住宅の耐用年数
住宅の寿命
総務庁の調査による住宅寿命の国際比較では、イギリスが141年、アメリカ96年、フランス86年、ドイツ79年になります。欧米では耐震性を考慮する必要が無く、長期耐久性が重要視されるため、このような長寿命の家が多いのです。
これに対して日本の住宅の建て替え周期は、30年でしかありません。日本では耐震性に主眼が置かれ、耐久性は2の次にされてきた結果といえます。日本の住宅は、非常に高価であるにもかかわらず個人財産としても社会資本としても全くの消耗品になっているということです。
しかし最近、住宅の長寿命化、高耐久化が叫ばれ、従来のスクラップ・アンド・ビルドからの脱却が強く叫ばれるようになりました。その背景には、建築に使用される資源の浪費、廃棄物の拡大などの環境への影響が憂慮されるようになったことと、バブル期以降の大幅な経済減速による建築投資の減少があります。
住宅の耐用年数は、物理的耐用年数と機能的耐用年数のどちらか短いほうで決まります。一般的には、機能的耐用年数の方が短いとされています。
木造住宅の場合、物理的劣化の原因はカビやシロアリによる構造部の生物劣化です。ですが、これらはちゃんとしたメンテナンスをすれば、50~100年の耐用も可能です。ただし、その間に地震や風水害などに見舞われると事情は一変します。

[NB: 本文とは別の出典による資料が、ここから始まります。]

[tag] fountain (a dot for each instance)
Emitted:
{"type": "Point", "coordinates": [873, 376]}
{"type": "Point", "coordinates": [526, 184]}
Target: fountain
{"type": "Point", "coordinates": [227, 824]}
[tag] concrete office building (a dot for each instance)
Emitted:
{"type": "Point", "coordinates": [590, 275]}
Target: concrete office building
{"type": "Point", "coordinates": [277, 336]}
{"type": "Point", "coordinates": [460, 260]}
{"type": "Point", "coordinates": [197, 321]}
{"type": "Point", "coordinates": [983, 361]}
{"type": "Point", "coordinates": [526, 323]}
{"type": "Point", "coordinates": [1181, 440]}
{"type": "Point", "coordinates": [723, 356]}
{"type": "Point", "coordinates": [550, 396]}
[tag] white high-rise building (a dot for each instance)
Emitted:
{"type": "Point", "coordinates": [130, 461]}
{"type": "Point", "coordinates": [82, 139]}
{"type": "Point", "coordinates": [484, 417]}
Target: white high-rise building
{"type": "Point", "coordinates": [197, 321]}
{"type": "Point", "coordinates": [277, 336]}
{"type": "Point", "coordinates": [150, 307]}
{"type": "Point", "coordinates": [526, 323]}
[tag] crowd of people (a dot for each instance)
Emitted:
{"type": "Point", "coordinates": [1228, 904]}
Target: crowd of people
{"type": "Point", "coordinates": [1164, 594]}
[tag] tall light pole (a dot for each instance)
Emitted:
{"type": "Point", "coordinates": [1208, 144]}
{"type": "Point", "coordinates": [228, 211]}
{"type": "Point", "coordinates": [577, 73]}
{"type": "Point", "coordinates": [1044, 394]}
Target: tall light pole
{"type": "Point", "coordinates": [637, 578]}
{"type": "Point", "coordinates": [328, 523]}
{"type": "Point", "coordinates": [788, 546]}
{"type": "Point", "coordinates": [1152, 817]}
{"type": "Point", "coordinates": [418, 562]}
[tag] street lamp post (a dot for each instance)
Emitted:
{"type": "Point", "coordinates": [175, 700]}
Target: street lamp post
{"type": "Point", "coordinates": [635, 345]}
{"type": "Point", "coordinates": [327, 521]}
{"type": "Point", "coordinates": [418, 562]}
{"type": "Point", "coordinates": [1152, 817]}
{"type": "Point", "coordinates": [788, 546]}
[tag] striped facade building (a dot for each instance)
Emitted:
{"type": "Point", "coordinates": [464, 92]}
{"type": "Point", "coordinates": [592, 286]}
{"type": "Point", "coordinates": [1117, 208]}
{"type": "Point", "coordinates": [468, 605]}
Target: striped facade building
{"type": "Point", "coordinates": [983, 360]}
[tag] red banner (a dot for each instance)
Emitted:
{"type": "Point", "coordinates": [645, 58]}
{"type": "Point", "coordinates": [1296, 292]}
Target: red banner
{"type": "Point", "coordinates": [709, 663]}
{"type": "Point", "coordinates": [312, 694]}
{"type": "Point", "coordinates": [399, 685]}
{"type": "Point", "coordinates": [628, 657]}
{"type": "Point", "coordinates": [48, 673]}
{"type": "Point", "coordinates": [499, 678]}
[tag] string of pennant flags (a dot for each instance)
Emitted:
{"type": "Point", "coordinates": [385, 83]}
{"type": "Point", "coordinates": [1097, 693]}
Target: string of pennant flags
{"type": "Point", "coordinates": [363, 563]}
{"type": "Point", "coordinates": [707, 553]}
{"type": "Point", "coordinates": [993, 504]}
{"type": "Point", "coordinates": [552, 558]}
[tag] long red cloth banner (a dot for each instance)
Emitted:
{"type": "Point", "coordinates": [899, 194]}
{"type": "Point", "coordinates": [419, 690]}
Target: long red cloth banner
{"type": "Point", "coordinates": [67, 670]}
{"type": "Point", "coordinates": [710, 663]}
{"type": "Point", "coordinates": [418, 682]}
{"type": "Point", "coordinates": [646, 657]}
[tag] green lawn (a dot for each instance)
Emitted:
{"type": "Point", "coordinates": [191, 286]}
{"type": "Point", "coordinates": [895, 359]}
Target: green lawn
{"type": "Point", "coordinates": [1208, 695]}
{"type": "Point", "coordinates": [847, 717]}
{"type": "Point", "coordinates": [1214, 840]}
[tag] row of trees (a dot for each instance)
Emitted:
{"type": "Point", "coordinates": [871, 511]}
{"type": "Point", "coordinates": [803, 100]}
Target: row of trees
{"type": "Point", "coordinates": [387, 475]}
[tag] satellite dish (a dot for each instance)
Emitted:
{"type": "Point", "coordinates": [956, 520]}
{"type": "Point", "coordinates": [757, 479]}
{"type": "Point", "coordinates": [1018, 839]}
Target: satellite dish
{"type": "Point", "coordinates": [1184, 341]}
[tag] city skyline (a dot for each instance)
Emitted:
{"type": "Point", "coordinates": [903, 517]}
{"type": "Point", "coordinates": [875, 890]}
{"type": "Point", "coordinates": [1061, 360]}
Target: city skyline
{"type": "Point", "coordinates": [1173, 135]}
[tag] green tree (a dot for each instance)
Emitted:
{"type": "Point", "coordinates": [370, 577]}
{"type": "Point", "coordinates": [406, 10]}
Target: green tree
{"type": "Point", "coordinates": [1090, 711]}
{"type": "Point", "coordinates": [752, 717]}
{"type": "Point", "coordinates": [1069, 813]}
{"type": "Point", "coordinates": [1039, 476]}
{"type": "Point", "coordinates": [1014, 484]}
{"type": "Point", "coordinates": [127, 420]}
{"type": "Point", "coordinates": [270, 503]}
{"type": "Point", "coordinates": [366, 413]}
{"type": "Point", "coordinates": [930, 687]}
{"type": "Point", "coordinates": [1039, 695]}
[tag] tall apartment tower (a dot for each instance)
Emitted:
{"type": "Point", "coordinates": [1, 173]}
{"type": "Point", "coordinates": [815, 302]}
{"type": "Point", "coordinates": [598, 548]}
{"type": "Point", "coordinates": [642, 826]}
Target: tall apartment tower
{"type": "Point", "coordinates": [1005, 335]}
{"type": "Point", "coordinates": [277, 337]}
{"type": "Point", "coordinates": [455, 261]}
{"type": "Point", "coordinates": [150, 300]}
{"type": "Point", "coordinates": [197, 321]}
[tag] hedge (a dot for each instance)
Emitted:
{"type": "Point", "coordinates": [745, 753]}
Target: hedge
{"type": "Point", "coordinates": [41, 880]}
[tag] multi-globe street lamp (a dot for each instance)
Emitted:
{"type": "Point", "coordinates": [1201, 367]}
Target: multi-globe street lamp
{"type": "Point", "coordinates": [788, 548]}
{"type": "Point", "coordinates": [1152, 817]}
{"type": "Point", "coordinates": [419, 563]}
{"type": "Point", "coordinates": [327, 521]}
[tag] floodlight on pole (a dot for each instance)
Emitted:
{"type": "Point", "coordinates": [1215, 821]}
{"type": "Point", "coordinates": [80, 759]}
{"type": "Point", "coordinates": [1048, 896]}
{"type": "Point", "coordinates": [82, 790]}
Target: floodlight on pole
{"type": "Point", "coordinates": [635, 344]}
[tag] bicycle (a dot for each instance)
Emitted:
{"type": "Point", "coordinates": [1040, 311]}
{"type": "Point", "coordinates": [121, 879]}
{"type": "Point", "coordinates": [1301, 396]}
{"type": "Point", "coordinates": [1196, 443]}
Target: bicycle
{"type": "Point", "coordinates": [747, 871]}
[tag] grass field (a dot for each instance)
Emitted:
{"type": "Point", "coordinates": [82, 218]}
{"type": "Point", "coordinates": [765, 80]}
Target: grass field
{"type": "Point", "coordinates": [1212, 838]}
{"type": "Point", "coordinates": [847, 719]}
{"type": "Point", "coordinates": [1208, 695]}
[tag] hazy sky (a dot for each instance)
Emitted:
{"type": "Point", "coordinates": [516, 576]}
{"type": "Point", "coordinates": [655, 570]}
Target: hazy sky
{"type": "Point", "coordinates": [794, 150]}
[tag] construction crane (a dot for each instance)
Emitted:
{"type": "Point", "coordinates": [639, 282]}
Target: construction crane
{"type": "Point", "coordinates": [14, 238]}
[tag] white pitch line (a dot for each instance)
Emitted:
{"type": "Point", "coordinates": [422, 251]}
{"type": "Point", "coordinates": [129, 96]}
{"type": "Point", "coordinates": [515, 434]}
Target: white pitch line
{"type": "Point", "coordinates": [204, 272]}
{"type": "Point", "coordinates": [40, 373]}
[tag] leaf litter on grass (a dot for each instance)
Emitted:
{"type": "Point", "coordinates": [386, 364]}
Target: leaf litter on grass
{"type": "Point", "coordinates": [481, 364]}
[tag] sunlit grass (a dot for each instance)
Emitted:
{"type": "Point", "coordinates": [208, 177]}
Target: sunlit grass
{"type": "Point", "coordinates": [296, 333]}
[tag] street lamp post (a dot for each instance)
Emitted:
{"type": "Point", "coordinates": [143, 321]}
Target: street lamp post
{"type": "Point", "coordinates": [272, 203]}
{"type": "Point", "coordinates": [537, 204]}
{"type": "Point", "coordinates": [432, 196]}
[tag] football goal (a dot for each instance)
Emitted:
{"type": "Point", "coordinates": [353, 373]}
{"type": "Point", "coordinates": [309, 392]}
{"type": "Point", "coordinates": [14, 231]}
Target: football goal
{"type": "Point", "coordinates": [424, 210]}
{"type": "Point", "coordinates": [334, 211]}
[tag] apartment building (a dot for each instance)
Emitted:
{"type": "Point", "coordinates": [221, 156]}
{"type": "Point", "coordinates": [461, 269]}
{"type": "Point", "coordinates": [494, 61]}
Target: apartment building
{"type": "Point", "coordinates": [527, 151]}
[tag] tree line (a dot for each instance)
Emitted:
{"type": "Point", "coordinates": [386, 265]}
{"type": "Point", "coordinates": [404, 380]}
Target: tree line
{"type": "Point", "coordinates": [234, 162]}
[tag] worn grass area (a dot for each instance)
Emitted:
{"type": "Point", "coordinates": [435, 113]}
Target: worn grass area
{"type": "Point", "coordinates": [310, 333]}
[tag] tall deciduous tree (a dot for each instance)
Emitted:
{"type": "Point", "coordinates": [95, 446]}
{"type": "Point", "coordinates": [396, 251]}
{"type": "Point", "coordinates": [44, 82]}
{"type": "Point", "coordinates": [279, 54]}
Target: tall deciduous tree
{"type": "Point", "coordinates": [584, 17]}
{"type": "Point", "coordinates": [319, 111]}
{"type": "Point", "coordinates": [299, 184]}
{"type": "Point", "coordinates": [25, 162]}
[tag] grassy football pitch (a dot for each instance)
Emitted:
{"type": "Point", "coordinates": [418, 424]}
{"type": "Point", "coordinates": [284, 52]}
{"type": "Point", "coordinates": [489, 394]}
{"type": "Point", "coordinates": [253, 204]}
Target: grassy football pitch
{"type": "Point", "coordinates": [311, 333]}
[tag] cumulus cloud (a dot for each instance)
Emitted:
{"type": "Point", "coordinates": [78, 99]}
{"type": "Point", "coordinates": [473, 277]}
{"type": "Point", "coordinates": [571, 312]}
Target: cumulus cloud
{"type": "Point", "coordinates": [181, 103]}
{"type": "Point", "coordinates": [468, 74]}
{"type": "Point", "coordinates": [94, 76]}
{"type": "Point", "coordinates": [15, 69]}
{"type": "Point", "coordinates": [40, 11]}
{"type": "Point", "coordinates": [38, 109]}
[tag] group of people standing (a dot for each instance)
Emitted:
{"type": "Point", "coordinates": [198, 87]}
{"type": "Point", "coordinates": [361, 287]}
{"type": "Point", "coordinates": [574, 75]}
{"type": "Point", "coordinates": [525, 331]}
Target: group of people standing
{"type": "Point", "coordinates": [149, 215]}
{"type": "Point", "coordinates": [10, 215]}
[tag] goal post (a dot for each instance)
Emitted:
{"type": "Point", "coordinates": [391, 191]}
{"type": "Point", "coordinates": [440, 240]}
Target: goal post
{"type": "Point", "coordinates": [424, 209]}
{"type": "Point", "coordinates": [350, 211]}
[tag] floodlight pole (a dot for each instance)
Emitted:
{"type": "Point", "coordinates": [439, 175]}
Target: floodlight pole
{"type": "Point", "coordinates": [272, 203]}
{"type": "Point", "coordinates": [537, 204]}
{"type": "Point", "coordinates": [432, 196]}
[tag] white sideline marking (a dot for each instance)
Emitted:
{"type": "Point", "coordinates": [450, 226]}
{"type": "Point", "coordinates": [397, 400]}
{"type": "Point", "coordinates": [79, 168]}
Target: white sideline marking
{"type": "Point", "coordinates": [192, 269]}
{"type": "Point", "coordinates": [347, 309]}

一方、機能的耐用年数は非常に短くなっています。例えば、新婚夫婦の場合、小さい子どもがいる場合、子どもが独立して夫婦2人になった場合などに応じて、必要な住宅の機能はかなり変わってきます。
つまり、住宅の寿命は建物としての家は手入れ次第で50~100年も可能でも、住みたい家であり続けるためには、その機能が可変的であることが不可欠なのです。可変性のない、単なる物理的高耐久性の家では、ほとんど意味がありません。